Not a Hero is a fun, fast paced third-person shooter featuring bright pixel art and an engrossing soundtrack. The player stars as hired help for mayoral candidate BunnyLord, who strives to gain favor with voters by reducing crime; your role in the campaign is to shoot anyone who gets in the way of that goal becoming a reality.
From the introduction “shootorial,” you’re thrust right into the action, running through multiple areas of town, diving from cover to cover, and decimating crime lords and their lackeys. The gore in the game is almost adorable, with pixel blood sprays heralding the satisfying end of your opponents. While the game feels good handheld, it really shines with the Pro Controller.
Play How You Want
There are 21 days until the election when you start Not a Hero, and you have 21 missions to make sure BunnyLord gets elected (plus some bonus content!). In each level you have a main objective, in addition to three challenges you can take on, which range from completing a certain number of executions to saving a panda hostage. Some objectives are straightforward, but some will take creativity to make happen. The more objectives you complete, the more the voters love BunnyLord (and therefore increase his approval rating), so it is in the player’s best interest to do the best they can here.
As the player progresses through the levels of Not a Hero, they unlock new characters as BunnyLord’s approval rating climbs. You start as Steve, BunnyLord’s best friend, and unlock 9 characters total. This is one of the most engaging parts of the game; each character has their own special abilities, some passive and some active, meaning that the player can choose the style that best suits them. Are you drawn to shotgun toting power characters? Fast characters that can breeze past enemies? Whatever your style, Not a Hero has got it. Adding to the options are randomly dropped power ups for your weapon, and secondary weapons like the “cat bomb” that can help you get through a tough spot. However, you’ll find that even if you’re strongest with a particular character, not every character suits every level. You’ll end up rotating through a number of the characters throughout the game, depending on the situation you’re facing.
Great Level Construction
There are three main portions of the game, designated as different neighborhoods. The enemies would have benefited from character design that fell into a few less tropes, as they are a little flat against the inventiveness of the rest of the game, but there’s good variety in the enemies you’ll be facing from a gameplay perspective. The levels all follow a similar format, and while they are overall linear there are often fun ways to sneak around and achieve objectives. There are also plenty of different mission elements, like planting bombs, or escorting an aggressive elderly woman to her apartment, that lend a great deal of variety to the game. Every level really does feel a little bit different.

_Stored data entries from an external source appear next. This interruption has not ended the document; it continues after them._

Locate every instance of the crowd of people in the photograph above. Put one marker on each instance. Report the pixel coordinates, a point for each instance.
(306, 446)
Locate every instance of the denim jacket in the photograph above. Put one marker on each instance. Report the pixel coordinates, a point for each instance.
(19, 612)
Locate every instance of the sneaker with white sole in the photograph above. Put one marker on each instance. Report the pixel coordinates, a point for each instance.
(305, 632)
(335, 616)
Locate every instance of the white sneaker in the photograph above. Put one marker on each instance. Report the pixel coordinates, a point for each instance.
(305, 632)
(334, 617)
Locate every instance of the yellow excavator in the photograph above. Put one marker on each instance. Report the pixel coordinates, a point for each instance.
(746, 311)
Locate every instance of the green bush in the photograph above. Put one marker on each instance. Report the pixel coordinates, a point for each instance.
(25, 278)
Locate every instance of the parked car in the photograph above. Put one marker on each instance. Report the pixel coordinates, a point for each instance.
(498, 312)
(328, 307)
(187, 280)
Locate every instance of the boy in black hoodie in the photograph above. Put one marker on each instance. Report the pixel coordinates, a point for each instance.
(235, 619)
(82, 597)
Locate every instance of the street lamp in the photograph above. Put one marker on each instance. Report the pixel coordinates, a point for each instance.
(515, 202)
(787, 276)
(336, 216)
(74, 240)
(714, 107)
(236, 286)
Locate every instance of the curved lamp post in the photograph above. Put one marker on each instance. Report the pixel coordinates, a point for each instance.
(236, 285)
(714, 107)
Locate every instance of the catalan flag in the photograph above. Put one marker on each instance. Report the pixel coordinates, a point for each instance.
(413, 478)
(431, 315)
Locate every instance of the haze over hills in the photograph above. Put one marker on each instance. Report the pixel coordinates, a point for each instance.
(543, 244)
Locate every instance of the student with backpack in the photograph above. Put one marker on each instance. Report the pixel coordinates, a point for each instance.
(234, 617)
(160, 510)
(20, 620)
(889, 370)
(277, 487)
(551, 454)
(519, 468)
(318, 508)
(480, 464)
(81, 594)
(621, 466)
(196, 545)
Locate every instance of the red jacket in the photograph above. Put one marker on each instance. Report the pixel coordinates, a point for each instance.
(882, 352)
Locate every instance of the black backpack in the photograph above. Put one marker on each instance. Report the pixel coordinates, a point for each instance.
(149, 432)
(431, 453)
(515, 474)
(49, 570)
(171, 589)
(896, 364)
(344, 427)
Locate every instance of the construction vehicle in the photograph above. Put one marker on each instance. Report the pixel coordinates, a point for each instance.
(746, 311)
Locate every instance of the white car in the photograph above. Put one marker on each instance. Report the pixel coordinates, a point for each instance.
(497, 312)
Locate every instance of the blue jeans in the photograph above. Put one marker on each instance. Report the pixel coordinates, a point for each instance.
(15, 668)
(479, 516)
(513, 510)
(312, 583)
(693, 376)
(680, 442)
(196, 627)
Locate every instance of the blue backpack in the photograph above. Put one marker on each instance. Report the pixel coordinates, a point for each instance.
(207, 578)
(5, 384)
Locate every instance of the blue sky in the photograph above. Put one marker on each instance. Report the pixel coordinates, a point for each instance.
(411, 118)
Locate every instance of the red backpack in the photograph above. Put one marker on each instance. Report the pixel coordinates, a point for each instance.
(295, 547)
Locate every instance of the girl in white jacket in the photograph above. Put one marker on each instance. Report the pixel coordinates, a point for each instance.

One of the greatest parts of Not a Hero is the cover feature. Tapping B will send the player diving for cover.. When they dive, the character snaps into cover and the model changes to a darkened version, to show that they are in a safe space. This allows the player to focus on the actual gameplay instead of struggling to line up exactly where to head. With the fast and furious shootouts on almost every floor of each level, you don’t want to be struggling with the controls.

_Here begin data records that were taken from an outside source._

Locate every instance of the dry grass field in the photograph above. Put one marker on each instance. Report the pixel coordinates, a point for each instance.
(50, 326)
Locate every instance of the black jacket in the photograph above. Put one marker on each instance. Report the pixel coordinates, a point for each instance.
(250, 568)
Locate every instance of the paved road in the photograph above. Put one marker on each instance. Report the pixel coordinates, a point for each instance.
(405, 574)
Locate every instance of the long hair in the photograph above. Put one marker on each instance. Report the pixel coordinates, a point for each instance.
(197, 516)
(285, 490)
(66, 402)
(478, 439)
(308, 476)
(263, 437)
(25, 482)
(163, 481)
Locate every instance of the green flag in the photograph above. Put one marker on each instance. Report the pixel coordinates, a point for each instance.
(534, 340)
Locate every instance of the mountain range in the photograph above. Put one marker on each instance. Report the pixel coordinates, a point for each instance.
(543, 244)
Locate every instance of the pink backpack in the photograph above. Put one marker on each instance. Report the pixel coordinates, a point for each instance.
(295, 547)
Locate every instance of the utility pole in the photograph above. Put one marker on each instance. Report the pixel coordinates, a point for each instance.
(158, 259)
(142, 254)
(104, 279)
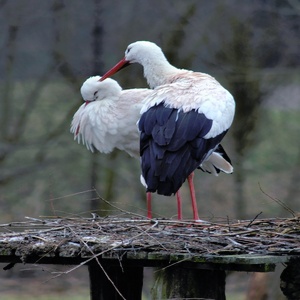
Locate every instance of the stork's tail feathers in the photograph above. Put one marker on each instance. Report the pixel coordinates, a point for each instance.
(217, 161)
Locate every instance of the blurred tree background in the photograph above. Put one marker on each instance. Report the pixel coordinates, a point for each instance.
(48, 48)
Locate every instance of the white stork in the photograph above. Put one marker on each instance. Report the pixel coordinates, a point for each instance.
(183, 121)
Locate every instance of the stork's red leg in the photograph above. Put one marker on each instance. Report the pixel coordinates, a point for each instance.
(179, 206)
(149, 210)
(193, 196)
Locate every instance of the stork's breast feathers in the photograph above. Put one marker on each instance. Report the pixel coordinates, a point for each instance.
(204, 95)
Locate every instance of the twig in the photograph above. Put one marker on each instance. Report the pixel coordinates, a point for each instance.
(254, 219)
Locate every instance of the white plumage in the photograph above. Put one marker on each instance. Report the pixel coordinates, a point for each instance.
(108, 118)
(182, 122)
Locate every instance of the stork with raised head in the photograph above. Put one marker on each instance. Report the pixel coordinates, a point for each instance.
(182, 123)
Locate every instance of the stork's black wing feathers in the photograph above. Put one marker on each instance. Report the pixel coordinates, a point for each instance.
(172, 146)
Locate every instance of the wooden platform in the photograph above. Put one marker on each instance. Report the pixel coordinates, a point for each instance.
(116, 249)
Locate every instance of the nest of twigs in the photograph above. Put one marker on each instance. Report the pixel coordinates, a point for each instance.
(86, 237)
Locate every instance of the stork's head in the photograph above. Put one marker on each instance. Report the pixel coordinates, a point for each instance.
(142, 52)
(93, 89)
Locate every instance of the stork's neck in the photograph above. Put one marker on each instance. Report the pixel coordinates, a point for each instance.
(159, 72)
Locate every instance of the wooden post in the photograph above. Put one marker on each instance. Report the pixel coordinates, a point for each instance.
(128, 281)
(290, 280)
(180, 283)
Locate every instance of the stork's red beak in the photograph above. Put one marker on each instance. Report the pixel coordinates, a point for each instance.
(119, 66)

The most important part of the gameplay strategy, though, is managing ammunition. It took me a little while to get used to no automatic reloading, but it soon becomes clear that paying attention to your ammo is the only way to stay alive. There are plenty of opponents, in later levels especially, that you won’t be able to stay away from long enough for your character to reload if you don’t play it smart.

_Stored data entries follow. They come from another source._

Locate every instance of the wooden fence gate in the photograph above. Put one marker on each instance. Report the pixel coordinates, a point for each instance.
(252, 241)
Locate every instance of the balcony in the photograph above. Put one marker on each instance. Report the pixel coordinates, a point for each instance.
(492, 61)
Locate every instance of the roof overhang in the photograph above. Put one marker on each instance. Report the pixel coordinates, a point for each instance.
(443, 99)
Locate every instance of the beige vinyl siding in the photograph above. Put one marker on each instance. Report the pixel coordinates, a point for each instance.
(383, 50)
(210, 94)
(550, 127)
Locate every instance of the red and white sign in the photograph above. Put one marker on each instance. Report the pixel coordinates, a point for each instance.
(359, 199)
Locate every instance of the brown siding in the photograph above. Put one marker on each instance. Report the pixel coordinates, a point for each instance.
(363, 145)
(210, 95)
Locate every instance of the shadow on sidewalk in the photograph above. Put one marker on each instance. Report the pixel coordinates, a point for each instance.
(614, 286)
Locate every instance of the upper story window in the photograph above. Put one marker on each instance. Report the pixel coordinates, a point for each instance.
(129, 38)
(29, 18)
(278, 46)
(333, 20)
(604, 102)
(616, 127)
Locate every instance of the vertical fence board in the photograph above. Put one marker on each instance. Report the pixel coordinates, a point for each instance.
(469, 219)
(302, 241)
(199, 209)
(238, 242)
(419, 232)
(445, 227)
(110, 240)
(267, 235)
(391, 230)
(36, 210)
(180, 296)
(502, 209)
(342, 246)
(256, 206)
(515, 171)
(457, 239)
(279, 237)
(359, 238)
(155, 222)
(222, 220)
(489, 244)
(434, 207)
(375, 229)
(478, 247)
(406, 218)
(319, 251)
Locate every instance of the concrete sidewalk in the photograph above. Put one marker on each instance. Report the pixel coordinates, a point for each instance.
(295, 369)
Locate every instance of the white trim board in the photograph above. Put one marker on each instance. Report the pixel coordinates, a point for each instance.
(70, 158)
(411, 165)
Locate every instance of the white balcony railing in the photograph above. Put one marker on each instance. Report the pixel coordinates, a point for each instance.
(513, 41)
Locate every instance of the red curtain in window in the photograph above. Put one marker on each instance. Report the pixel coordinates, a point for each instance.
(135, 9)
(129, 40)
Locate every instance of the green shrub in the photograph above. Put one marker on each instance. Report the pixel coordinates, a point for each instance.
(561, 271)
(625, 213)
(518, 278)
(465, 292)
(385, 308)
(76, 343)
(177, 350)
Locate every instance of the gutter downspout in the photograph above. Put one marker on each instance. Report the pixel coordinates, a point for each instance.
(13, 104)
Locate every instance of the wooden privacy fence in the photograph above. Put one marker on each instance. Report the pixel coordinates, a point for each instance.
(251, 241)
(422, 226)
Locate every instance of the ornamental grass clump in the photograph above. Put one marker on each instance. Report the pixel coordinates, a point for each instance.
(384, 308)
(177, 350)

The speed of the game means there isn’t a lot of room for missteps. Unfortunately, there were some inconsistencies with when your character would get into cover and when they’d slide past, or when they could perform an execution, which would generally result in the character’s death. These didn’t happen too frequently, but it was frustrating when it came up. The only other concern I had was from a quality of life point of view; I’d really like to be able to advance the dialogue or speed up the text speed. It took some time to get through cutscenes, but you definitely don’t want to skip ahead or you’ll miss some delightful content from BunnyLord.
System reviewed on: Nintendo Switch.
Disclaimer: A review code for Not A Hero was provided by Tinsley PR.